Echols’s writing tends to be a bit hit or miss with me, and while this one went far to make up for the undelivered promise of Echols’s previous book, Love Story, it never lived up to the promise set by the tone of her early releases. For me, this book read far too much like a dramatized version of Echols’s own Endless Summer omnibus. Yet whereas that story at least benefitted from a lighthearted summer tone and the oft-overused but never old “friends turned more” trope, Such a Rush is bogged down with an overly somber storyline and under-developed characters.

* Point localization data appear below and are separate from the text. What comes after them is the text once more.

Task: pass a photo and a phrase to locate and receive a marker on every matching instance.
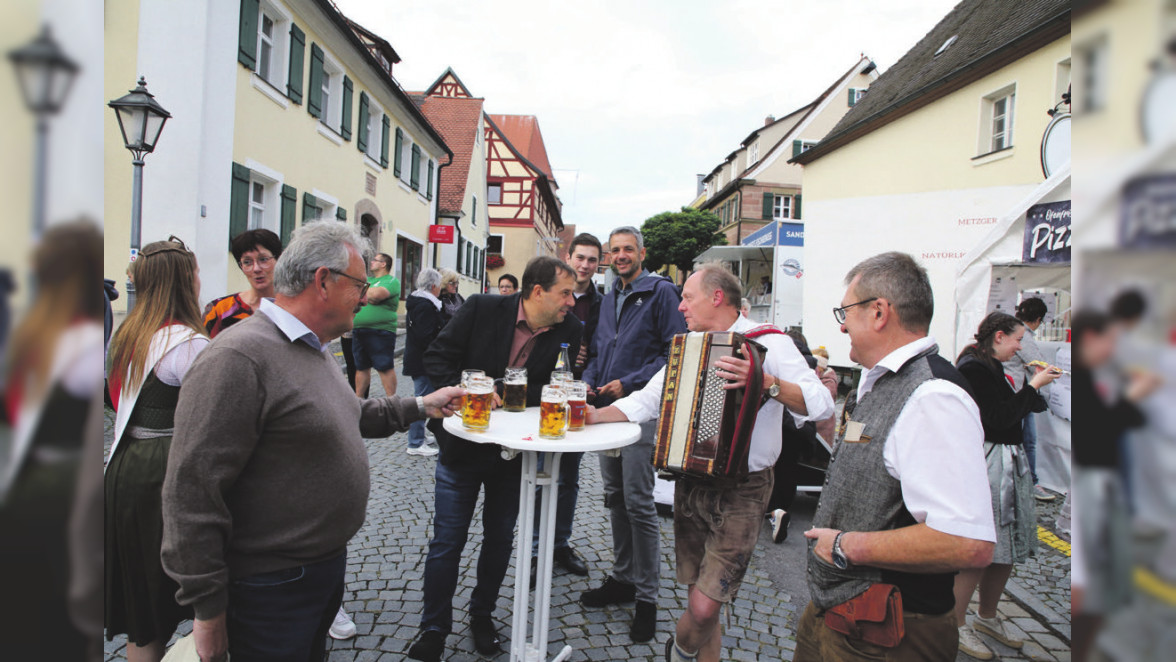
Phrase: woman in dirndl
(149, 355)
(1014, 510)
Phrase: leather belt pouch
(874, 616)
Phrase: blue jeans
(421, 386)
(454, 499)
(565, 501)
(284, 616)
(1029, 436)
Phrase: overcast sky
(636, 98)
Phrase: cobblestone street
(386, 564)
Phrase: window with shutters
(996, 118)
(782, 207)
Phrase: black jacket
(423, 322)
(1001, 408)
(479, 336)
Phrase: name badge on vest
(854, 430)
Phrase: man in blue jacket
(637, 320)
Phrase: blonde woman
(149, 355)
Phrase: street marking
(1155, 586)
(1051, 540)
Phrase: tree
(677, 238)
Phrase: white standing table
(518, 432)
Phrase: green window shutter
(414, 175)
(396, 158)
(289, 204)
(247, 34)
(345, 126)
(298, 49)
(314, 94)
(361, 141)
(309, 208)
(239, 201)
(383, 141)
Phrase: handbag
(874, 616)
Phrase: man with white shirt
(267, 476)
(906, 501)
(716, 525)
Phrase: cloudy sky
(636, 98)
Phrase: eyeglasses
(363, 285)
(840, 313)
(264, 261)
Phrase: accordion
(705, 430)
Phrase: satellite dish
(1055, 144)
(1156, 116)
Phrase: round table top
(519, 430)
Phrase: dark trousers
(284, 616)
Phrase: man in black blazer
(488, 333)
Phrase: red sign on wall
(441, 234)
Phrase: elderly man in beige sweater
(267, 476)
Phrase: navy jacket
(479, 336)
(636, 347)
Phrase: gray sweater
(267, 469)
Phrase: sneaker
(1042, 494)
(995, 628)
(428, 647)
(486, 636)
(645, 622)
(970, 644)
(343, 627)
(612, 592)
(780, 521)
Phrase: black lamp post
(140, 120)
(45, 74)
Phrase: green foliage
(677, 238)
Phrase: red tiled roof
(459, 121)
(522, 132)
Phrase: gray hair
(629, 229)
(900, 280)
(321, 243)
(716, 276)
(428, 279)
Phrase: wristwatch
(839, 557)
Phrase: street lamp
(45, 74)
(140, 120)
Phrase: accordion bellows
(705, 430)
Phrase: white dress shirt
(936, 449)
(784, 362)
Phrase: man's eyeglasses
(840, 313)
(264, 261)
(363, 285)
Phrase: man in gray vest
(906, 501)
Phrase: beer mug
(514, 389)
(578, 405)
(553, 413)
(479, 401)
(465, 383)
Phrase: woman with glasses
(256, 252)
(149, 355)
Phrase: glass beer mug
(479, 401)
(553, 413)
(514, 389)
(578, 405)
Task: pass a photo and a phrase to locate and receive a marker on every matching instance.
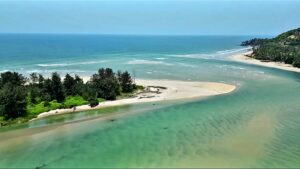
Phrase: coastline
(158, 90)
(278, 65)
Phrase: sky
(145, 17)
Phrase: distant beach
(244, 57)
(157, 90)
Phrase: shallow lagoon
(255, 126)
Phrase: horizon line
(120, 34)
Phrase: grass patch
(42, 107)
(72, 101)
(100, 100)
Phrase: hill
(283, 48)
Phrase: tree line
(18, 92)
(283, 48)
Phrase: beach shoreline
(158, 90)
(244, 58)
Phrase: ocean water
(255, 126)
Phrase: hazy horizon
(175, 18)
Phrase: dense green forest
(283, 48)
(23, 98)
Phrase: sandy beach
(158, 90)
(278, 65)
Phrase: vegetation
(24, 98)
(283, 48)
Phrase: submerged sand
(158, 90)
(244, 57)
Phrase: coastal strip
(157, 90)
(244, 58)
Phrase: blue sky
(165, 17)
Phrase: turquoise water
(255, 126)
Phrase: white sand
(174, 90)
(278, 65)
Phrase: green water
(255, 126)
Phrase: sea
(256, 126)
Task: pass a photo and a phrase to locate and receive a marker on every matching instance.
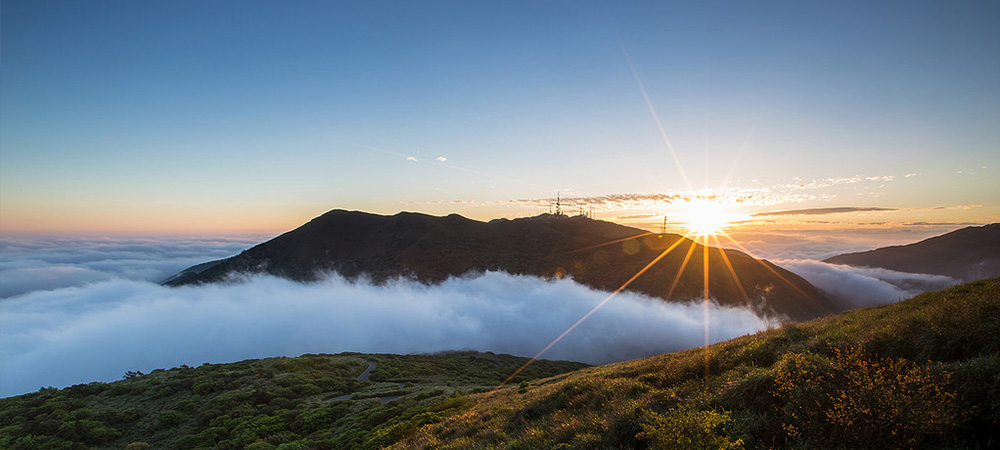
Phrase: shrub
(686, 427)
(170, 418)
(858, 401)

My dad is a pilot, so I couldn’t help but approach much of this novel with a skeptical bird on my shoulder, wondering just how much research Echols conducted regarding being a pilot. Granted, I know next to nothing on the subject myself, so I’m in no position to criticize, and I in fact applaud her for finding a new backdrop that hasn’t already been explored to death in young adult literature. I usually go into an Echols novel prepared to meet teen characters who live a grittier
existence than I have ever endured, and Such a Rush is no exception. Leah is trying hard to defy the trailer-park stereotypes, with no help from her deadbeat mother and financial hardships. I liked that Echols allowed Leah to be sexy to a fault, with her unknowing adoption of a sexual persona as a survival mechanism characterizing her while not defining her. Too often, female characters are pushed to the ends of the sexual spectrum; one false step in either direction will land them in spinster or slut territory. Leah is neither; she’s learned from her experiences and, refreshingly, acknowledges that they impact her decision-making presently. Still, while I never disliked Leah, I can’t say that I particularly liked her either. She’s unoffensive, yet also rather unmemorable. One thing I applaud Echols for is her inclusion of a female friend who, gasp, has agency in her own right. She’s not plopped in the background as a mere decoration or foil, and while her involvement in the story never overshadows Leah’s spot front-and-center, it nevertheless has ramifications broader than jealousy, guilt, or other shallow emotions that female best friends so often fulfill.